A tugboat owned and operated by K-Sea Transportation Partners pushed a 250-foot empty sludge barge into and over the amphibious sightseeing vessel as it idled in an active shipping channel on the Delaware River, sending 35 people and two crew members overboard.

Citing an 1851 maritime law, K-Sea and the Georgia-based Ride the Ducks International, LLC will appeal to a U.S. District Court judge Monday to cap their amount of financial liability based on the value of each of their vessels, which would be $1.65 million for the tugboat and $150,000 for the duck boat.

“To say that my son’s life is worth the value of a ship doesn’t make sense. You can build another ship, but I can’t have another Szabolcs,” said his mother Maria Prem.

The provision under which the operators are seeking relief can only be invoked if they prove they were unaware of any contributing problems before the accident, a fact the families’ lawyers contest.

“The evidence to be presented at trial will conclusively establish that this accident was not a freak unpredictable occurrence, but occurred because of multiple egregious failures of K-Sea and Ride the Ducks to properly train their employees and to have adequate policies and procedures in place,” lawyers from Saltz Mongeluzzi Barrett & Bendesky, a firm representing the complainants, said in a statement.

“The facts are overwhelming – they knew about the problems and failed to take action,” Robert Mongeluzzi said today. He referenced a twelve-minute video recently released by the complainants’ counsel that shows the moments leading up to the tragedy.

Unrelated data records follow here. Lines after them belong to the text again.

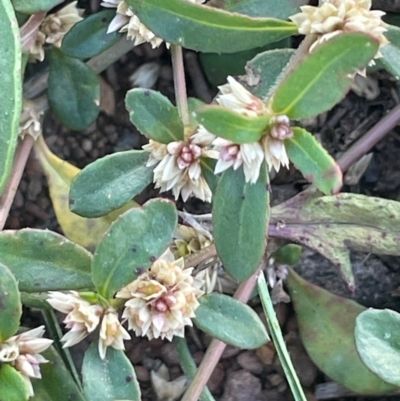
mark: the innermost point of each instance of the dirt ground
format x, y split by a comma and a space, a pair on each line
240, 375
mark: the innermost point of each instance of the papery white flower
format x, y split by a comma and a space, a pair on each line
234, 96
23, 353
162, 301
250, 155
56, 25
82, 317
112, 333
336, 16
179, 170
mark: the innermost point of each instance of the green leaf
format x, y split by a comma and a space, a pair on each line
42, 260
133, 242
378, 343
313, 161
230, 321
89, 37
391, 52
109, 182
56, 383
266, 69
154, 115
12, 384
33, 6
288, 254
240, 215
332, 225
109, 380
279, 342
74, 90
326, 324
324, 77
282, 9
10, 88
10, 304
231, 125
207, 29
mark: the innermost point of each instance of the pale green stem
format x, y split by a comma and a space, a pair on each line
279, 342
180, 84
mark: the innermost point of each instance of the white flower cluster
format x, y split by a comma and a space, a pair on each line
23, 353
179, 167
127, 21
336, 16
53, 29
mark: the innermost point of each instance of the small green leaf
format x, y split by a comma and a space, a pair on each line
313, 161
378, 343
10, 88
324, 77
12, 384
42, 260
326, 324
74, 90
133, 242
109, 182
391, 51
332, 225
231, 321
267, 68
154, 115
288, 254
109, 380
282, 9
89, 37
56, 383
207, 29
240, 215
231, 125
33, 6
10, 304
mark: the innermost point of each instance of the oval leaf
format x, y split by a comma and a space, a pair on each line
59, 174
109, 183
240, 213
10, 304
326, 324
13, 385
133, 243
324, 77
154, 115
378, 343
33, 6
89, 37
56, 383
74, 90
109, 380
42, 260
231, 125
313, 161
230, 321
10, 88
208, 29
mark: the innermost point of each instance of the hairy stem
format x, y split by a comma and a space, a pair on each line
370, 139
180, 83
21, 157
216, 348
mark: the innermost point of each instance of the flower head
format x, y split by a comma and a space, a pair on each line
162, 301
179, 169
23, 353
336, 16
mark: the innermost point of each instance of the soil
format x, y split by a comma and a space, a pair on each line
240, 375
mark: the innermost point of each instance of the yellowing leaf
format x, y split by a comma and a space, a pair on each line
59, 174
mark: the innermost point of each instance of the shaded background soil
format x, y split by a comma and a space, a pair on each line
240, 375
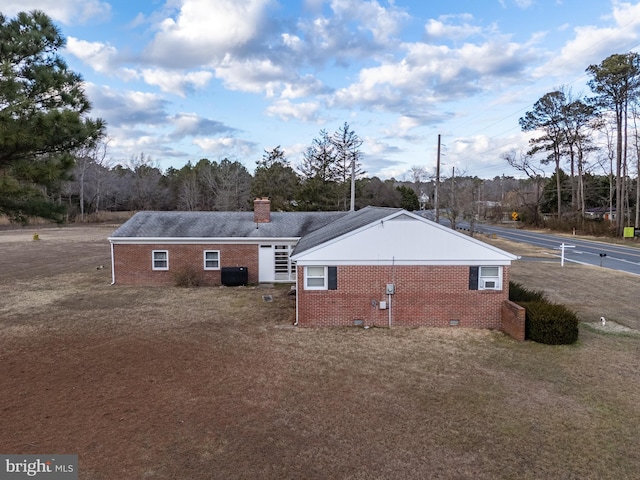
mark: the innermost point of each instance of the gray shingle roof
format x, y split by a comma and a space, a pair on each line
222, 225
348, 223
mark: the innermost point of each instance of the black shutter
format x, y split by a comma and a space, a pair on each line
333, 278
473, 277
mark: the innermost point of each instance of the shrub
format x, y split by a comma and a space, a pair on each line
187, 276
550, 323
518, 293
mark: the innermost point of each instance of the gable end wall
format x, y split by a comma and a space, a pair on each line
425, 296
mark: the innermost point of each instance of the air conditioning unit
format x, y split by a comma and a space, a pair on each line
234, 276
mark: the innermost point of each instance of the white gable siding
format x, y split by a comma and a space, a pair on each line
405, 240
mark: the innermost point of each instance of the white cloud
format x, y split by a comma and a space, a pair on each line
191, 124
444, 28
176, 82
128, 108
382, 23
99, 56
430, 73
204, 31
64, 11
305, 111
226, 146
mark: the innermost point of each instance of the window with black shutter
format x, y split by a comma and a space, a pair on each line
473, 277
332, 273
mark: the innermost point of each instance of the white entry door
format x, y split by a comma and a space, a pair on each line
266, 264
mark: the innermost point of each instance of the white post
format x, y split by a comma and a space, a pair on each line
562, 247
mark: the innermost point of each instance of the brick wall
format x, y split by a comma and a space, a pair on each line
425, 296
132, 263
513, 320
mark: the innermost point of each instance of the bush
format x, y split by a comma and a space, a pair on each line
550, 323
518, 293
187, 277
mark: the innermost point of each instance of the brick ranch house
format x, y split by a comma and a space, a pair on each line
373, 267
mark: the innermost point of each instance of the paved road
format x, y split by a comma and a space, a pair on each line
590, 252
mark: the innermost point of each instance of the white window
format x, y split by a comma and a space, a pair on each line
211, 260
315, 278
490, 278
160, 259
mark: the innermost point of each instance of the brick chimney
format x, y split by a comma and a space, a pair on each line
262, 210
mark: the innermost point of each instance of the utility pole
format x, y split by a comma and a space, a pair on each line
353, 182
435, 199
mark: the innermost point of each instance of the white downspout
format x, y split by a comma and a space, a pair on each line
295, 324
113, 269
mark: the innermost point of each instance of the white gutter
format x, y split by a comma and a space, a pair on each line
113, 266
201, 240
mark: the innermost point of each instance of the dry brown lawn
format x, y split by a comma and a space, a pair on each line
170, 383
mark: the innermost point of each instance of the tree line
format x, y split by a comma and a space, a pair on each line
55, 161
584, 133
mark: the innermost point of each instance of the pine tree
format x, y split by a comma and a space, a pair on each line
42, 118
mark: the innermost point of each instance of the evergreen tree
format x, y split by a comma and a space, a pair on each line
42, 118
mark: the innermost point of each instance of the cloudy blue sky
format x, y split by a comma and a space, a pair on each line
180, 80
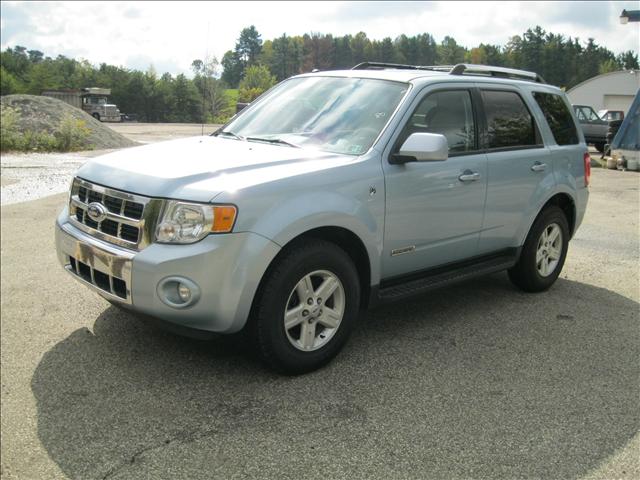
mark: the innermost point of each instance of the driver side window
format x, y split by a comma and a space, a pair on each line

“I think it shows the devastating effect that not a single person was able to put on a life vest before impact,” he said, noting the number of vests that can be seen bobbing in the water after the crash. “It shows an abysmal failure on the part of Ride the Ducks. … They were told not to put their life vests on and that killed Dora and Szabolcs.”

The court date is just another chapter in the ongoing legal saga surrounding the crash. The National Transportation Safety Board last June released a 4,400 page report concluding that the duck boat overheated after an inexperienced mechanic performing his first unsupervised post-trip inspection the night before left the radiator cap off the engine, causing the captain to shut the vessel down during the tour because he believed there was a fire on board.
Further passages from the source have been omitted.